- San Pedro Masahuat Location in El Salvador
- Coordinates: 13°33′N 89°2′W﻿ / ﻿13.550°N 89.033°W
- Country: El Salvador
- Department: La Paz
- Elevation: 607 ft (185 m)

= San Pedro Masahuat =

San Pedro Masahuat is a municipality in the La Paz department of El Salvador. It is located in the central part of the country, approximately 40 kilometers south of the capital city, San Salvador, and is known for its agricultural activities and cultural traditions.

== History ==
San Pedro Masahuat has a long history that dates back to pre-colonial times, with indigenous groups inhabiting the area before the arrival of the Spanish conquistadors. The town was officially founded during the Spanish colonial period and played a role in the regional economy due to its fertile land and agricultural output. Over the centuries, the town has developed a strong sense of community and cultural identity.

== Geography ==
The municipality is situated in the coastal plains of El Salvador, close to the Pacific Ocean. The area is characterized by its tropical climate, with a wet season from May to October and a dry season from November to April. The fertile lands around San Pedro Masahuat support various agricultural activities, including the cultivation of crops such as corn, beans, and sugarcane.

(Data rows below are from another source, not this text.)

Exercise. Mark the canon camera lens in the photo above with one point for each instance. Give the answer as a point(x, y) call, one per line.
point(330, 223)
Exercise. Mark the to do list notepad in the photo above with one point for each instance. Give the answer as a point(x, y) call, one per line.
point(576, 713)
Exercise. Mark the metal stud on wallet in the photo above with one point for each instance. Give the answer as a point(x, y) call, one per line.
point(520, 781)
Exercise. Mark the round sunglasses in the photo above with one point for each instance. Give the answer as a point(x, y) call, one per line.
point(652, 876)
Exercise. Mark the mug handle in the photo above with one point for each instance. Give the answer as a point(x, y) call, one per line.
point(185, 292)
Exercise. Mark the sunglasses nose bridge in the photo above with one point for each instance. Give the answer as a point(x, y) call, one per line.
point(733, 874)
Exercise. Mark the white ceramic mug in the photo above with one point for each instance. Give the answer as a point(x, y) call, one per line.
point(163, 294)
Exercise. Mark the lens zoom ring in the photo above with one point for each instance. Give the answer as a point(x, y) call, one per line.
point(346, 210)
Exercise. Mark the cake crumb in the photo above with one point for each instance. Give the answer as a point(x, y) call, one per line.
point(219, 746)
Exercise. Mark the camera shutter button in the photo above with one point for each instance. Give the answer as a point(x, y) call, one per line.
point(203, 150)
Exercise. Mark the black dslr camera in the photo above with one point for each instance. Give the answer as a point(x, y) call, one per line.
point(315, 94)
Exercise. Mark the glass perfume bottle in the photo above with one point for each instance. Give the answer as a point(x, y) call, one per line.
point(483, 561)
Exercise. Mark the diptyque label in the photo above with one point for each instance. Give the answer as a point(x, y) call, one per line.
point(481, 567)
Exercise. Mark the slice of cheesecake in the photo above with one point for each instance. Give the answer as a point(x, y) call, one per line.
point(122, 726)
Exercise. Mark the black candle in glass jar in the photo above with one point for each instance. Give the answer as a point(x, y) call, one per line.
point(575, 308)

The nearby rivers and natural reserves make the region a site of ecological interest, with a variety of flora and fauna native to the region. The town is also prone to flooding, especially during the rainy season, and has been affected by natural disasters such as earthquakes and hurricanes.

== Economy ==
The economy of San Pedro Masahuat is primarily based on agriculture, with the majority of the population engaged in farming and livestock production. The main crops produced in the area include maize, beans, sugarcane, and various fruits and vegetables. In recent years, the municipality has also seen growth in the artisan and small-scale manufacturing sectors, with local crafts and products contributing to the economy.

== Culture ==
San Pedro Masahuat has a rich cultural heritage, with traditional festivals and religious events being an important part of the community's social life. The town celebrates its annual patron saint festival in honor of San Pedro, which takes place in June. This festival features religious processions, traditional music, dances, and local food.

== Infrastructure ==
The municipality has basic infrastructure, including schools, health clinics, and local markets. However, like many rural areas in El Salvador, San Pedro Masahuat faces challenges in terms of access to modern amenities such as clean water, reliable electricity, and paved roads.

== Natural disasters ==
San Pedro Masahuat has been historically vulnerable to natural disasters, particularly earthquakes and hurricanes. The town was significantly affected by the 2001 El Salvador earthquakes, which caused widespread damage to homes and infrastructure. The community has since worked on disaster preparedness and recovery efforts to mitigate future risks.

== Demographics ==
San Pedro Masahuat has a population of approximately 20,000 people, most of whom are of mestizo heritage. The population is predominantly Catholic, though there is a presence of other religious groups as well. The town's residents are known for their strong community bonds and traditional way of life.

== Transportation ==
San Pedro Masahuat is accessible by road, with several bus routes connecting it to nearby towns and the capital city of San Salvador. While the municipality's road network is functional, some areas remain difficult to access, particularly during the rainy season when flooding can cause disruptions to travel.